Toninho Beleza, um lobisomem
Maria Oneze nasceu e cresceu numa cidade grande; moça prendada, cozinheira de mão cheia e quituteira das melhores. Seu sonho era ter o próprio comércio; um restaurante de frutos do mar, consegui realizá-lo aos trinta e cinco anos de idade.
Chegou à Iguape no início dos anos oitenta; a cidade era festeira, basicamente seus habitantes viviam da pesca e da agricultura de subsistência, os melhores empregos estavam na prefeitura e na Polícia Militar, e Ilha Comprida era um bairro pobre e pouco desenvolvido.
Oneze não comprou um restaurante, e sim um quiosque na famosíssima Praia do Leste; na época o local era frequentado pelos endinheirados da cidade. Os endinheirados eram as pessoas que possuíam condução própria, carro, moto, bicicleta. A praia estava situada na foz do Rio Ribeira; cercada pela vegetação nativa, possuía uma grande e piscosa lagoa bem junto ao mar.
Um pedaço do paraíso, muitos pássaros, silêncio, paz; durante a semana poucos frequentadores, mas aos sábados e domingos era invadida por milhares de turistas vindos de ônibus fretados de diversas cidades. Todo o paraíso tem a sua serpente, e a cobra da Praia do Leste tinha nome e sobrenome; Toninho Beleza.
Os iguapenses possuem um linguajar próprio, por exemplo; - “Bonito, hem!” significa “nossa, que feio!”, “magra, ela!”, a pessoa é gorda, “pouco pobre!”, a pessoa tem muito dinheiro. Toninho Beleza era a feiura em carne e osso, mas Maria Oneze desconhecia o modo iguapense de falar; ela era de fora.
Realmente Toninho era feio pra dedéu, mas que homem trabalhador, amável, gentil, fogoso! Era tão feio que chegava à ser bonito de feio, e na solidão da Praia do Leste, Maria Oneze se apaixonou pela criatura. A única coisa que estranhava era que nas noites de lua cheia, Beleza desaparecia misteriosamente, e quando retornava suas roupas estavam esfarrapadas; quando questionado não sabia explicar por onde andara.
Aquela quarta-feira seria noite de lua cheia, à tardinha Maria Oneze deu um sonífero para Toninho beber; tiro e queda, o homem adormeceu na hora. Quando a lua surgiu começou a transformação, na cama estava deitado um grande e peludo lobo; Toninho Beleza era um lobisomem.
O que é o amor verdadeiro?
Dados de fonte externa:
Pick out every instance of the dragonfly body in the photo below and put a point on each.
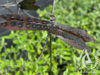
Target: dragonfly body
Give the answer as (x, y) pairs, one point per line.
(73, 36)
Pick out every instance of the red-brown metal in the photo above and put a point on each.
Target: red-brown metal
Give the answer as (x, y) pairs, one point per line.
(73, 36)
Um sentimento que pode mudar uma pessoa. Maria Oneze amava Toninho Beleza. Contou ao rapaz o que realmente acontecia com ele nas noites de lua cheia; o homem quase endoidou! Queria desaparecer, morar no meio do mato, fugir... Oneze não deixou, e bolou um plano para salvar o seu amor.
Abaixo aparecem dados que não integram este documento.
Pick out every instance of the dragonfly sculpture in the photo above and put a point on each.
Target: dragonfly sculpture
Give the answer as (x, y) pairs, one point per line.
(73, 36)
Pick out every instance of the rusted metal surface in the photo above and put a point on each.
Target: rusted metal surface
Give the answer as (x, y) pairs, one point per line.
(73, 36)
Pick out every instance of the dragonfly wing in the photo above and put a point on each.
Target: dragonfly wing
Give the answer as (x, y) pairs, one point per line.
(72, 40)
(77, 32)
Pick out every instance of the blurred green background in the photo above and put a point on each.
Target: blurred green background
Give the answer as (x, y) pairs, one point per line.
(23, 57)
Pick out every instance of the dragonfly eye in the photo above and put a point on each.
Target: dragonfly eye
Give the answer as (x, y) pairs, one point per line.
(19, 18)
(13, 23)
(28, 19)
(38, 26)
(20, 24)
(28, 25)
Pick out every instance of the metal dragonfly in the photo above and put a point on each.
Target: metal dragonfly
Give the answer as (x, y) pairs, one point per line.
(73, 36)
O que o amor não descobre? Pois ela encontrou uma solução ao problema; ficou sabendo que no último dia da lua cheia, exatamente à meia-noite, se alguém for mordido por um lobisomem, também vira lobisomem.
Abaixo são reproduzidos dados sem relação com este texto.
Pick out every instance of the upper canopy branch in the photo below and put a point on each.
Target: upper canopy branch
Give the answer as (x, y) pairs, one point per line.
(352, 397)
Naquela semana não abriu o quiosque, convenceu Toninho à passar alguns dias nos confins da Juréia, só os dois no meio da mata Atlântica. Mal chegaram e amarrou o Beleza numa árvore, e explicou o plano; ele ficaria amarrado durante todo o plenilúnio, transformado em lobo, e exatamente à meia-noite do último dia de lua cheia, ela deixaria que ele a mordesse, e assim também ela seria um lobisomem.
Não ficaram apenas uma semana na Juréia, e sim duas; voltaram felizes. A vizinhança estranhou; quinze dias no meio da mata, sozinhos, atacados por mosquito pólvora, e vendendo alegria? Aí, tem!
Virou rotina, na fase de lua cheia o casal desaparecia; voltam sorridentes. Na Praia do Leste algo ocorreu; ninguém mais rouba galinha, nem uivos são ouvidos no silêncio das noites de lua cheia. Maria Oneze teve dois meninos; sapecas os guris! O estranho é que adoram carne crua; Ah, estes filhotes de lobisomem!